Голос Алисы был похож на виолончель и на глубокую воду – он обволакивал и убаюкивал. Было даже не очень важно, о чём она говорила, лишь бы говорила дальше. Если бы она озвучивала аудиокниги, я бы послушала все.
На прогулке мы ни о чём таком не говорили, ничего такого не делали. Но я впервые за долгое время чувствовала опору и поддержку. Не от Алисы, а от движения жизни.
Дома я прочитала весь её твиттер, просмотрела все фотографии в инстаграме[3] и посты, в которых она отмечена. Она была красивее Антона, наверное. Она точно была конвенциональнее Антона. В них было что-то похожее. Одинаковая красота глубокой воды.

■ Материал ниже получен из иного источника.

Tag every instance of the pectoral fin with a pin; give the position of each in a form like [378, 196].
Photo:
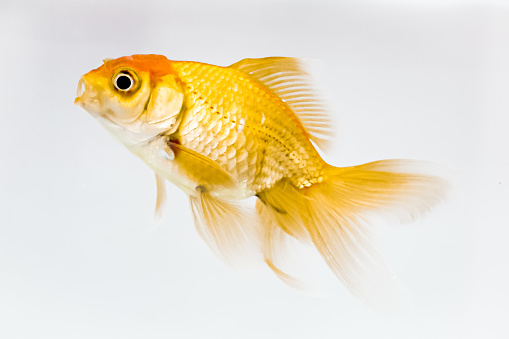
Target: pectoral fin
[201, 169]
[161, 195]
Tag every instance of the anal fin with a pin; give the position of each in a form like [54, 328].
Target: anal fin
[161, 195]
[228, 228]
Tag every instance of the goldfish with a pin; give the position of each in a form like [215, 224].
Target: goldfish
[253, 129]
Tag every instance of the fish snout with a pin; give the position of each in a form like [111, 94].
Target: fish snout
[83, 92]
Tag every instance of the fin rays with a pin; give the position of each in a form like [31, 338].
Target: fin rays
[286, 78]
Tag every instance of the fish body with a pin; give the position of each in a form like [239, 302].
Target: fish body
[223, 134]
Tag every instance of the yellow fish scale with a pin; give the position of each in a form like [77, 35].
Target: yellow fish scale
[247, 130]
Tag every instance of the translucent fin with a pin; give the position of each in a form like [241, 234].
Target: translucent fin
[161, 195]
[202, 169]
[338, 221]
[286, 78]
[274, 245]
[337, 215]
[228, 228]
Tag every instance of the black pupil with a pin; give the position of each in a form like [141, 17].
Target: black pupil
[124, 82]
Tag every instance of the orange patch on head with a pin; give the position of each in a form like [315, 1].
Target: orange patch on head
[156, 65]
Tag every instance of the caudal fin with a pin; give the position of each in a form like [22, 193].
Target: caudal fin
[336, 215]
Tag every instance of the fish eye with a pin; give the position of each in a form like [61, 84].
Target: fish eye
[123, 81]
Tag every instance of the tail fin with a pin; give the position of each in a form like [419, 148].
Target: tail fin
[335, 215]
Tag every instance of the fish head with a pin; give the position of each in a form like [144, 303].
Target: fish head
[136, 97]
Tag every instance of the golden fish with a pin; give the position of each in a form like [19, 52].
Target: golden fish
[223, 134]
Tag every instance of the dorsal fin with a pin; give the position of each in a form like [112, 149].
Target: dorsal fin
[286, 78]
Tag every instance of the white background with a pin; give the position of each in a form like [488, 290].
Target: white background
[80, 253]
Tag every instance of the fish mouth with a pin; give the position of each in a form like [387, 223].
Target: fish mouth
[80, 91]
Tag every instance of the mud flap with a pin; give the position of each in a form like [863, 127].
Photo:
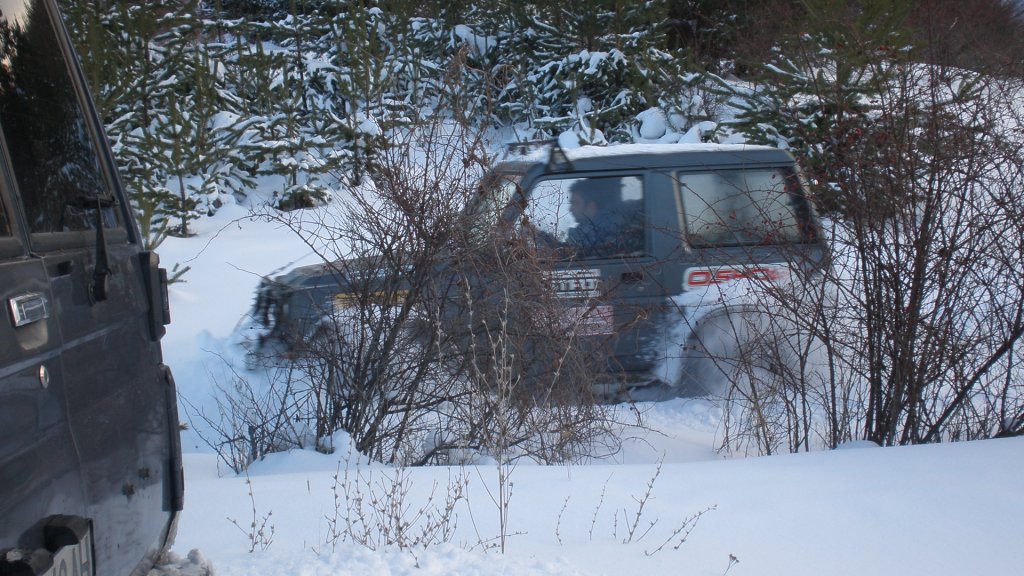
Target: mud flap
[68, 550]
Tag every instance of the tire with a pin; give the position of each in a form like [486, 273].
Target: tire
[731, 348]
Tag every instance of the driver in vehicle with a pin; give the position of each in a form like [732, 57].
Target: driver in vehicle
[596, 205]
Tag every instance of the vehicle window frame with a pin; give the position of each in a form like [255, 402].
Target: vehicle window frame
[643, 203]
[798, 224]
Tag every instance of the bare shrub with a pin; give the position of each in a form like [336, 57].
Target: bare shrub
[921, 311]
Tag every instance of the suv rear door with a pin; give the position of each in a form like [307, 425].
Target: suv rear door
[84, 351]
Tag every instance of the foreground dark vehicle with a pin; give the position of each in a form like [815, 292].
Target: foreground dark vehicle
[90, 461]
[620, 234]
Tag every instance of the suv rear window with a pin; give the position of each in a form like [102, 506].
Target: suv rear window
[744, 207]
[54, 161]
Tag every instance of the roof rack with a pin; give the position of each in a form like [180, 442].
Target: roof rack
[557, 161]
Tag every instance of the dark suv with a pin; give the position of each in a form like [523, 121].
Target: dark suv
[626, 234]
[90, 461]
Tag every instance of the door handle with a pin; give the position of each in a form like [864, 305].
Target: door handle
[28, 309]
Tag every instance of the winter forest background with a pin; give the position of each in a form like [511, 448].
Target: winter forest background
[905, 117]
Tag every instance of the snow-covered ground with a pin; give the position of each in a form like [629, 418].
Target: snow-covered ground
[940, 509]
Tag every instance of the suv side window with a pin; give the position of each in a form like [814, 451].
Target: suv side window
[744, 207]
[55, 164]
[596, 217]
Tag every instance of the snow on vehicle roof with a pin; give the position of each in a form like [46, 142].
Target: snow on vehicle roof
[629, 150]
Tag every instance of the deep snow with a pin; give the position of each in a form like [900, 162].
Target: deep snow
[941, 509]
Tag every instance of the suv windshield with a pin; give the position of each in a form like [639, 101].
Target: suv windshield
[486, 211]
[744, 207]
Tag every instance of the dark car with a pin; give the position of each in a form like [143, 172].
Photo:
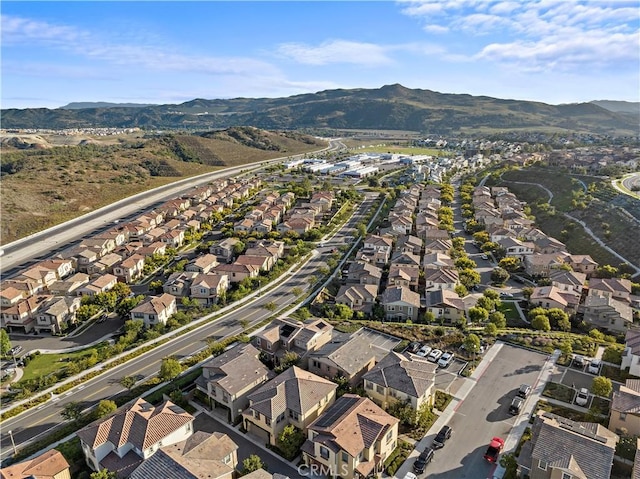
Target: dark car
[495, 448]
[516, 406]
[441, 437]
[423, 459]
[524, 390]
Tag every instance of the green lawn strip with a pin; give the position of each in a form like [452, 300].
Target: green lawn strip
[45, 364]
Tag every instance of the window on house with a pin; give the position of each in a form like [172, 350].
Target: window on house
[324, 452]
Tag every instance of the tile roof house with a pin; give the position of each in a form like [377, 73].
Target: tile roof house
[446, 305]
[48, 465]
[123, 440]
[400, 303]
[228, 378]
[359, 297]
[625, 409]
[203, 455]
[351, 439]
[607, 312]
[401, 377]
[349, 356]
[295, 397]
[561, 448]
[155, 309]
[631, 353]
[284, 335]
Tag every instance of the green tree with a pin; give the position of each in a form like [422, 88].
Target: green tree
[105, 407]
[491, 330]
[478, 315]
[252, 463]
[103, 474]
[498, 318]
[601, 386]
[72, 411]
[5, 342]
[472, 343]
[127, 382]
[290, 440]
[541, 323]
[170, 368]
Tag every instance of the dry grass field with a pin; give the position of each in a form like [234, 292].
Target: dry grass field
[63, 177]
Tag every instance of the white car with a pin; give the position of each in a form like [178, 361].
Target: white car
[445, 360]
[434, 355]
[582, 397]
[424, 351]
[594, 366]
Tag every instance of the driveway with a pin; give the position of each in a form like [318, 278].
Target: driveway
[246, 447]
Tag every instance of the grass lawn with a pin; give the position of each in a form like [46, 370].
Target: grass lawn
[45, 364]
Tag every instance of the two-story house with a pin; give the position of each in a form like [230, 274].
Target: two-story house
[155, 310]
[123, 440]
[295, 397]
[352, 439]
[229, 378]
[401, 377]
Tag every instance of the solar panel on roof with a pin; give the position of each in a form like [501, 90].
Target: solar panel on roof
[337, 410]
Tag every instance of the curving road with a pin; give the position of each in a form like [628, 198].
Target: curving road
[33, 424]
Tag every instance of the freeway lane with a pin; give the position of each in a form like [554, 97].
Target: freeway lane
[31, 424]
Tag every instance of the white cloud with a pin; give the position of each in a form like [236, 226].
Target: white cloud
[336, 51]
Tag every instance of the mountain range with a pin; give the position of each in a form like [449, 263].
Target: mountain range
[391, 107]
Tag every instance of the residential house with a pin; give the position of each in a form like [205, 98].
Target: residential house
[101, 284]
[361, 272]
[285, 335]
[352, 439]
[48, 465]
[562, 448]
[295, 397]
[607, 312]
[625, 409]
[202, 455]
[400, 304]
[401, 377]
[237, 272]
[631, 353]
[129, 269]
[179, 283]
[359, 297]
[224, 250]
[437, 279]
[56, 313]
[123, 440]
[202, 264]
[155, 310]
[229, 378]
[446, 305]
[349, 356]
[206, 288]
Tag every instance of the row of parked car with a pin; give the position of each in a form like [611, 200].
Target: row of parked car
[441, 358]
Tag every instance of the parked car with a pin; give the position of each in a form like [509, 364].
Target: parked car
[441, 437]
[594, 366]
[495, 448]
[424, 351]
[423, 459]
[582, 397]
[579, 361]
[516, 405]
[524, 390]
[445, 359]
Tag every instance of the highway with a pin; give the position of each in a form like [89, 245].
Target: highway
[35, 423]
[44, 244]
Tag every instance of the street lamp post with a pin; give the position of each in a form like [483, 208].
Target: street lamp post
[12, 443]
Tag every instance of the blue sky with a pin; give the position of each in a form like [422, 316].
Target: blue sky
[554, 51]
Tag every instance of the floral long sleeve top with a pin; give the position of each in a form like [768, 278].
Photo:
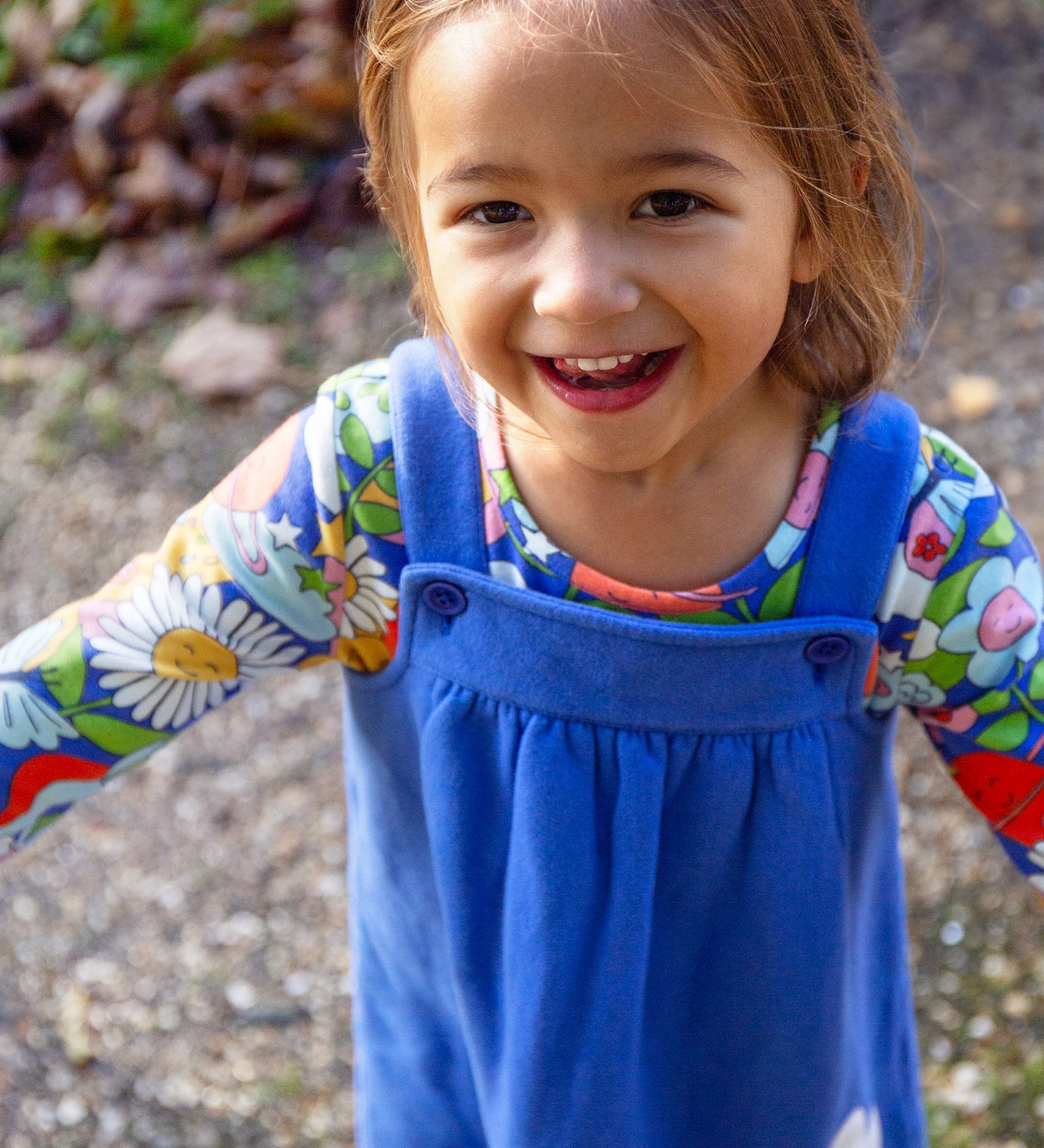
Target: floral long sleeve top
[296, 558]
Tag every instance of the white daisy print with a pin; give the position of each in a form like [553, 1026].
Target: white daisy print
[369, 601]
[177, 651]
[24, 718]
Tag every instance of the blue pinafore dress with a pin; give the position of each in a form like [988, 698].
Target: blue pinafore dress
[618, 883]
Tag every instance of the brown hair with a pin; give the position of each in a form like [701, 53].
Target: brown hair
[808, 76]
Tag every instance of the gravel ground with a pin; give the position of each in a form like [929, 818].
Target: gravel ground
[182, 938]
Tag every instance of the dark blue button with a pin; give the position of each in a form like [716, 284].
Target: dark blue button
[827, 650]
[445, 598]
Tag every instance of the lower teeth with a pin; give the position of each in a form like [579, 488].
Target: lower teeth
[586, 382]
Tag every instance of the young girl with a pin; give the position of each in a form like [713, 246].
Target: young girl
[624, 861]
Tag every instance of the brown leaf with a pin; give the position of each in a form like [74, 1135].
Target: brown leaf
[94, 125]
[130, 284]
[244, 228]
[163, 178]
[28, 34]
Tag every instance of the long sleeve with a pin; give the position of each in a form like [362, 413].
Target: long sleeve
[294, 558]
[960, 644]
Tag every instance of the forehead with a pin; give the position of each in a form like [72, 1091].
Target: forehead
[486, 90]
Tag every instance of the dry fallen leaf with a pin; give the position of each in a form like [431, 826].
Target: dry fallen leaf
[972, 397]
[1010, 216]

Алиса позвала меня на презентацию книги какого-то писателя, о котором я никогда ничего не слышала. В интернете о нём тоже ничего не слышали. Я доверилась вкусу Алисы. Мы встретились на трамвайной остановке, и у меня сразу же заныл живот. Гастрит. Алиса обняла меня и призналась, что не знает этого писателя и никогда не читала его. Он написал только одну книгу – на её презентацию мы и шли.
Этот писатель вызвал у меня острое чувство стыда. Я слушала его монотонный голос и думала о том, как непросто приходится его жене. Я знала, что у него есть жена – она сидела в зале, и он периодически обращался к ней. Было интересно, что за женщина могла жить и общаться с таким человеком каждый день. Наверное, она представляла, что живёт и общается с будущим Львом Толстым. Или наоборот – чувствовала жалость к его потугам и любила за что-то другое. А может, у неё была низкая самооценка. Я про все союзы так размышляла – пыталась понять причины для долгосрочных отношений. Пыталась понять то, чего у меня никогда не было.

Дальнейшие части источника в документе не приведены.